China / Society

Beijing calls for family leave to show filial piety

By Ma Chi (chinadaily.com.cn) Updated: 2016-09-01 15:29

Beijing calls for family leave to show filial piety

An elderly woman walks in a residential community in Beijing. [Photo/IC]

A new plan calls for employers in Beijing to give staff more time off to show filial piety to their elderly relatives as the government aims to build a senior-friendly city. This is the first time that the capital has proposed such leave, reported Beijing News on Wednesday.

According to a plan passed by Beijing policymakers recently on improving seniors' lives in the 13th Five-Year Plan period (2016-2020), employers of the city are encouraged to grant staff vacation to visit their elderly family members on their birthdays or on Chongyang Festival, a festival for senior citizens, or when their senior relatives are in need of rehabilitative service or terminal care.

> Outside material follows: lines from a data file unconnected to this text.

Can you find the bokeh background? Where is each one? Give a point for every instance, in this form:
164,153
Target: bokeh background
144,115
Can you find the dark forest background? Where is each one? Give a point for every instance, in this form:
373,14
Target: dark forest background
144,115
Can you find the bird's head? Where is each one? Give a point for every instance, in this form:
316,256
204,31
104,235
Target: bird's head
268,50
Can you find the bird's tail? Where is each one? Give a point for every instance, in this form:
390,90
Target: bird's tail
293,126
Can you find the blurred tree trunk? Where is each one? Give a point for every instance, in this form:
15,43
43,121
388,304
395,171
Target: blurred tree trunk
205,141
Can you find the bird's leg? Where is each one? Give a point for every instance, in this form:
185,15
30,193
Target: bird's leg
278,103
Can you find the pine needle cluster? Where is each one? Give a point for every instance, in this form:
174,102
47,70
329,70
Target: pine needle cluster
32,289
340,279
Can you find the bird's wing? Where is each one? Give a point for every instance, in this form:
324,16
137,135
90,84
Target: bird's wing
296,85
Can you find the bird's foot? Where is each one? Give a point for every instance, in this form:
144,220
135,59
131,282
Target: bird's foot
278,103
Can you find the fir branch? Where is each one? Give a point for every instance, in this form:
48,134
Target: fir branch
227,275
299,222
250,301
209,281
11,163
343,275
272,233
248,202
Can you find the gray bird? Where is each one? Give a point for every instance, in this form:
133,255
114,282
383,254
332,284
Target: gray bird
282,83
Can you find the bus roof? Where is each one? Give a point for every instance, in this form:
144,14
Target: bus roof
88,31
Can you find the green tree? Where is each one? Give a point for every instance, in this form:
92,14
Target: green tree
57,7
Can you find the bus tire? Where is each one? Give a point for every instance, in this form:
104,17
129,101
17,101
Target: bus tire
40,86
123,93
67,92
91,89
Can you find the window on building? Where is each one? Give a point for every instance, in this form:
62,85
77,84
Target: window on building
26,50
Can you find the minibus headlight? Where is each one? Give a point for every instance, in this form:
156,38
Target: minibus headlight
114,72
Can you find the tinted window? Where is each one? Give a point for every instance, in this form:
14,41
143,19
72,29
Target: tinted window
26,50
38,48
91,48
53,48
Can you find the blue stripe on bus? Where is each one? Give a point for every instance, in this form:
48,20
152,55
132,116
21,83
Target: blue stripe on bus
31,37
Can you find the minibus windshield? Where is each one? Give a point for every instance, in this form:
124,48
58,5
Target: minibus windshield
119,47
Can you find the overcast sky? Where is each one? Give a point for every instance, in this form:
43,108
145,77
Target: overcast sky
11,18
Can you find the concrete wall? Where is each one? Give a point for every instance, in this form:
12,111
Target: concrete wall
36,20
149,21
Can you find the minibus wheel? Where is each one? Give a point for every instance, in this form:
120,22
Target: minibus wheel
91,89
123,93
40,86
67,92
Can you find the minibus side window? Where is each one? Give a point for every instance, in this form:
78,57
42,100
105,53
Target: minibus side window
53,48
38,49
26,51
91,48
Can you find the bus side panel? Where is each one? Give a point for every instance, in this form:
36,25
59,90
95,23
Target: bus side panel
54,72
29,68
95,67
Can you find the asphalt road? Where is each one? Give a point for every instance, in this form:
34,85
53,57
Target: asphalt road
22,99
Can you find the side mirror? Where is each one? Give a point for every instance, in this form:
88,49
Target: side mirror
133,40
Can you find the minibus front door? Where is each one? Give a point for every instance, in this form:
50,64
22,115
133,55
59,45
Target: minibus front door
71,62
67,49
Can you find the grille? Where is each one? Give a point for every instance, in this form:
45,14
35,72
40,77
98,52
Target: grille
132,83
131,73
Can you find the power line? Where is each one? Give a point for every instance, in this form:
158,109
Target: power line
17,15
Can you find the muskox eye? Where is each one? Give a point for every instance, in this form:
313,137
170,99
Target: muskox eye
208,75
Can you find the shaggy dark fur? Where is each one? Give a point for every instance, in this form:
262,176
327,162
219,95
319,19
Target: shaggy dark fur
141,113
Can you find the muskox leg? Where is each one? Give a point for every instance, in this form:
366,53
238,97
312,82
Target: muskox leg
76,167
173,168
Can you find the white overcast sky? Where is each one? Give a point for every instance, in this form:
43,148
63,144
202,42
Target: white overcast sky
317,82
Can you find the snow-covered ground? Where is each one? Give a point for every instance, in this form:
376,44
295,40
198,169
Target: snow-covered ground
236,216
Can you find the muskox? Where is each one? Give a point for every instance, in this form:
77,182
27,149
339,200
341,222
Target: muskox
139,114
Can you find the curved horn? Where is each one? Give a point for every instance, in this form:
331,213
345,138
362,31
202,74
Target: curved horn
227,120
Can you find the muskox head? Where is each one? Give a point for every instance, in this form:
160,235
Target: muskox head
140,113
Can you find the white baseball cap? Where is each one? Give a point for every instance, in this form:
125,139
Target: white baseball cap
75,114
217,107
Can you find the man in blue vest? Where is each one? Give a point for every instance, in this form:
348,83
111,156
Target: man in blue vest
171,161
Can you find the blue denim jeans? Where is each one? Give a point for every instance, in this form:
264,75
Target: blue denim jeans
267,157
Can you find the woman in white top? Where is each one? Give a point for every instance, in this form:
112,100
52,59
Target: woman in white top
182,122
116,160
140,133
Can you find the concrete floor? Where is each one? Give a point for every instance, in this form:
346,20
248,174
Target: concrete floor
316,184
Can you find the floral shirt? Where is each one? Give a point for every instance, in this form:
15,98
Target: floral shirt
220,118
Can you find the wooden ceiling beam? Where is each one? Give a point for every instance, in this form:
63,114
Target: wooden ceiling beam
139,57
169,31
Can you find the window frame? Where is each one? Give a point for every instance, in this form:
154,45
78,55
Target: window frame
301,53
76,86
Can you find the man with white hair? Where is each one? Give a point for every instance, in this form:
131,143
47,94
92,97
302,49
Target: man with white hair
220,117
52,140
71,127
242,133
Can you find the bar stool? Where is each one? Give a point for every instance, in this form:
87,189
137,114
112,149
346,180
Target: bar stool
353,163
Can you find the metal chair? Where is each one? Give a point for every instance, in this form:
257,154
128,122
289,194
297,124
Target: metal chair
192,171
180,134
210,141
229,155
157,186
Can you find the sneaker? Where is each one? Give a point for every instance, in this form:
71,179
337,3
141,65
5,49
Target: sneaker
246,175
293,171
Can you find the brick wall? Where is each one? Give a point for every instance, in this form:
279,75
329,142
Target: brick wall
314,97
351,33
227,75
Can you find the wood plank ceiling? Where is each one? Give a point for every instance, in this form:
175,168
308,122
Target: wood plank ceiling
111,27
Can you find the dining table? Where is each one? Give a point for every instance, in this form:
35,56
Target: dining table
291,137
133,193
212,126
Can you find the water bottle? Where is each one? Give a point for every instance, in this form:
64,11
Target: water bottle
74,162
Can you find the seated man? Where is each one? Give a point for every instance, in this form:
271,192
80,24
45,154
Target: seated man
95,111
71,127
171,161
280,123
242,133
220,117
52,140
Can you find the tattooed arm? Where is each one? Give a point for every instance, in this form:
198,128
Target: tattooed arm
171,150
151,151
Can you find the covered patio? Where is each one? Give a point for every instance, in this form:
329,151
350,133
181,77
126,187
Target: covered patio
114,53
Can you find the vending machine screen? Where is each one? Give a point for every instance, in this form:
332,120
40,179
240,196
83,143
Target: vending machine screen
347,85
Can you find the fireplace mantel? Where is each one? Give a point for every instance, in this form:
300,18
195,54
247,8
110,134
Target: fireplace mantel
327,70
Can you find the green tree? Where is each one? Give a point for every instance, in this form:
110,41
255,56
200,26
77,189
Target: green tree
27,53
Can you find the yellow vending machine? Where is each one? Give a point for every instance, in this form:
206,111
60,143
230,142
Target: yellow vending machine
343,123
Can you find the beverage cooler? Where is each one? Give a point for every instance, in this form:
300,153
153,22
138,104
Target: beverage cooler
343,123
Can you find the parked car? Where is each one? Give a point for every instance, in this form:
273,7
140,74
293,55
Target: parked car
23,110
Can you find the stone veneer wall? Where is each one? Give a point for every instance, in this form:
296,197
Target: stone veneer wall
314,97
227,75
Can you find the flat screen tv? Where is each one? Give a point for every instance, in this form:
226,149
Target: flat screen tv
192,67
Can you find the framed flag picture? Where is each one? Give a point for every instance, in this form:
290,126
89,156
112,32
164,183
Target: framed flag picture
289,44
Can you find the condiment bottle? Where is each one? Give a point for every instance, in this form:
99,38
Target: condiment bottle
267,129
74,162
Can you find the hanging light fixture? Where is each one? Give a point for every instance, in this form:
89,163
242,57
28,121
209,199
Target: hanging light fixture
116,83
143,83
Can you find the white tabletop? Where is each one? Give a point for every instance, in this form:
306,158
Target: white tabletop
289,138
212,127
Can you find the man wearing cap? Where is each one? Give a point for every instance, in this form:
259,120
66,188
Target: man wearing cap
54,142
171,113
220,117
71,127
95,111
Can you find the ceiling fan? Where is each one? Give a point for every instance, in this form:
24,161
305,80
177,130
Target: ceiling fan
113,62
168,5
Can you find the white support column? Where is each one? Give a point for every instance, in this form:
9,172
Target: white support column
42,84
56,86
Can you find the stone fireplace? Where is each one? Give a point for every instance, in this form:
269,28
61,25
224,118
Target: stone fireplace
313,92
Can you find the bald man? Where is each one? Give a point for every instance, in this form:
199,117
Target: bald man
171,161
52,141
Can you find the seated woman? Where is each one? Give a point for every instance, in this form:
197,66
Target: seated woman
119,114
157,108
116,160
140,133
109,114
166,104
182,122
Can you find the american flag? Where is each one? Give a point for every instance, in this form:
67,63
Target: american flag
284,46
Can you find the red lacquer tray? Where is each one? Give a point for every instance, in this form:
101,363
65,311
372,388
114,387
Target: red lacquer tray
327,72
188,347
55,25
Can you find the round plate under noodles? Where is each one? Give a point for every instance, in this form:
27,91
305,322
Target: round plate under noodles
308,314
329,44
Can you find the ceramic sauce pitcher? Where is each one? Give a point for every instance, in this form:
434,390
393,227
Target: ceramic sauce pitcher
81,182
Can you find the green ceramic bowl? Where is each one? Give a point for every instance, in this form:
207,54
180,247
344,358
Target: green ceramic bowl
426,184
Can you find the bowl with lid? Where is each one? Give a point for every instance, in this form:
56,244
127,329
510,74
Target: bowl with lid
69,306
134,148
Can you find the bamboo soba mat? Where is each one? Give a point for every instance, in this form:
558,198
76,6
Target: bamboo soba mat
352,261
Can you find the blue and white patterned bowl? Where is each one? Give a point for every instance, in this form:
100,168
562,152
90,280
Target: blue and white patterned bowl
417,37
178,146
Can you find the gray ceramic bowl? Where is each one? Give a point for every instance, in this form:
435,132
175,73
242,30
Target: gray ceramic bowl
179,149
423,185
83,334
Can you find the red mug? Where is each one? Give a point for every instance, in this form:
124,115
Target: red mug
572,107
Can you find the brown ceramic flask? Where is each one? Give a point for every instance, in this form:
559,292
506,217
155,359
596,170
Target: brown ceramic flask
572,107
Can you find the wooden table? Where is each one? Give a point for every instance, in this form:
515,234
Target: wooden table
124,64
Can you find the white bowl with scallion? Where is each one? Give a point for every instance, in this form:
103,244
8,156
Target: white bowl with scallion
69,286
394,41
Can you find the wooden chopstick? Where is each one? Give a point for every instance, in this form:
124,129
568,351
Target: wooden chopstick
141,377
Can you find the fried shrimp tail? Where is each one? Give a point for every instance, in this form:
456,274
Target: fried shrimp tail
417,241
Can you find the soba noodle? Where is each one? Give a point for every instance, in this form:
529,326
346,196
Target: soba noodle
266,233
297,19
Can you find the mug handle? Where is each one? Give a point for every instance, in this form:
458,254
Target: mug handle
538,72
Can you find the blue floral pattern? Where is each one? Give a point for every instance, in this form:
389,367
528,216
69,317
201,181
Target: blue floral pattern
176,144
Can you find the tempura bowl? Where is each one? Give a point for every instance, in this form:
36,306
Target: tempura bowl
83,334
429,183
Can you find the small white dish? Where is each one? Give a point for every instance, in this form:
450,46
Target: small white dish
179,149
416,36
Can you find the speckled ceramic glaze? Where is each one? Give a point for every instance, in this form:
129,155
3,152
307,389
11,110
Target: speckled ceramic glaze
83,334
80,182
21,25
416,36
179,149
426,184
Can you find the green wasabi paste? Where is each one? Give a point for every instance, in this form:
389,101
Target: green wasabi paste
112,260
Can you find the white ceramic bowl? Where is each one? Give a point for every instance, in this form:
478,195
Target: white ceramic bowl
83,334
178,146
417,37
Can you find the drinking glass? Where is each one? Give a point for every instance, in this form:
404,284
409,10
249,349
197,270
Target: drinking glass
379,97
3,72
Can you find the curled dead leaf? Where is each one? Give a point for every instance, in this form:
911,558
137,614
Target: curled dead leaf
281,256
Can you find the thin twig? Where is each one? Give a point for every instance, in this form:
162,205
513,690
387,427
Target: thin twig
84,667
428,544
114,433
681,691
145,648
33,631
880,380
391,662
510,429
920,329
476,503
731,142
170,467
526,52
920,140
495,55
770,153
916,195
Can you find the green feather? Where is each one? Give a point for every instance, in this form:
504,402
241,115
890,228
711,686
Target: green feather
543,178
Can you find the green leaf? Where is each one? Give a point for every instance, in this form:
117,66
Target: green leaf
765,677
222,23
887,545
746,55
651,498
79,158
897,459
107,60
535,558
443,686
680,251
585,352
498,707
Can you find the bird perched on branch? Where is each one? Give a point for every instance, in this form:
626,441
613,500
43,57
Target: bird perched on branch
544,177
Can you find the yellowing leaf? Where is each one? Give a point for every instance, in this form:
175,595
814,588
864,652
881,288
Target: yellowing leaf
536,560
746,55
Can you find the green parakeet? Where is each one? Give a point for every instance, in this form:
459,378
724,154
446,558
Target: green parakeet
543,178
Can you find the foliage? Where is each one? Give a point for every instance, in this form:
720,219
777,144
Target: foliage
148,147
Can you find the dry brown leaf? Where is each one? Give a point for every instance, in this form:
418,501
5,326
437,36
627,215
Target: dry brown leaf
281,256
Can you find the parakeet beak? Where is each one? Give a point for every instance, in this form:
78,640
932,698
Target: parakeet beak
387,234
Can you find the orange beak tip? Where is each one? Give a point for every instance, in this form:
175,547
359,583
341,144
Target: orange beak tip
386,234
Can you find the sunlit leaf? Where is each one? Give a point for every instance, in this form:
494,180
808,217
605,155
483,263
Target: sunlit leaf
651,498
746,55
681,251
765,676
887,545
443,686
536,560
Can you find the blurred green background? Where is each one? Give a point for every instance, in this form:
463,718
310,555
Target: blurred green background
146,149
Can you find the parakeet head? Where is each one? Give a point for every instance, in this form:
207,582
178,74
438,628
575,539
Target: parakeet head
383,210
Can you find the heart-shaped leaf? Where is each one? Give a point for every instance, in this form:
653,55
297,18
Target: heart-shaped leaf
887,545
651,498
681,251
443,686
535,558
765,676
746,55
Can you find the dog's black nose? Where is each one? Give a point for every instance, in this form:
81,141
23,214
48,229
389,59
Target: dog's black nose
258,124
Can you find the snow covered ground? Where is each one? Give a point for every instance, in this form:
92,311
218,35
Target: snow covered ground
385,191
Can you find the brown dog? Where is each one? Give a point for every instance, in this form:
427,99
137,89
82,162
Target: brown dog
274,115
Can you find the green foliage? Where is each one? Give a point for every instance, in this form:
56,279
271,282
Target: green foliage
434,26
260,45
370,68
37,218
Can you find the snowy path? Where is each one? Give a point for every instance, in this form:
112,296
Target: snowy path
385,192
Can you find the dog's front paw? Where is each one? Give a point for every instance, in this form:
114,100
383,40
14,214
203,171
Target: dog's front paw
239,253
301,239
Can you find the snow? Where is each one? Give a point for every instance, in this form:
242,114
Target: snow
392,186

The plan did not specify how to calculate the salary during the leave or how the leave be used.

The idea of family leave to see a spouse or parents living in other places has been put forward in China for decades, but due to various reasons, it is seldom used.

According to a regulation issued by the State Council in 1981, employees of government departments or public institutions are entitled to a 24-day family leave every four years if they do not live in the same place with their spouse or parents.

A survey conducted by the Beijing News shows that among 20 respondents working at government departments or public institutions, only five have taken family leave, with eight having never heard of the policy.

The report said that income is a major reason why few take advantage of the family leave. According to the 1981 regulation, an employee who takes the family leave can still receive their basic wage, but their performance pay will be affected.

According to statistics published by the National Health and Family Planning Commission in 2015, half the senior population in China, or more than 100 million people, are empty nesters, that is, people aged 60 or older whose children have left home.

As the country is facing increasing difficulty in caring for its aging population, it becomes an urgent task to carry out the family leave policy, Feng Xiliang with the School of Labor Economics in Capital University of Economics and Business told Beijing News.

Previously, the country had written "visiting parents" in its law books.

At the end of 2012, China's national legislature amended its law on elderly to require that adult children should visit their aging parents "often", or risk being sued by their parents.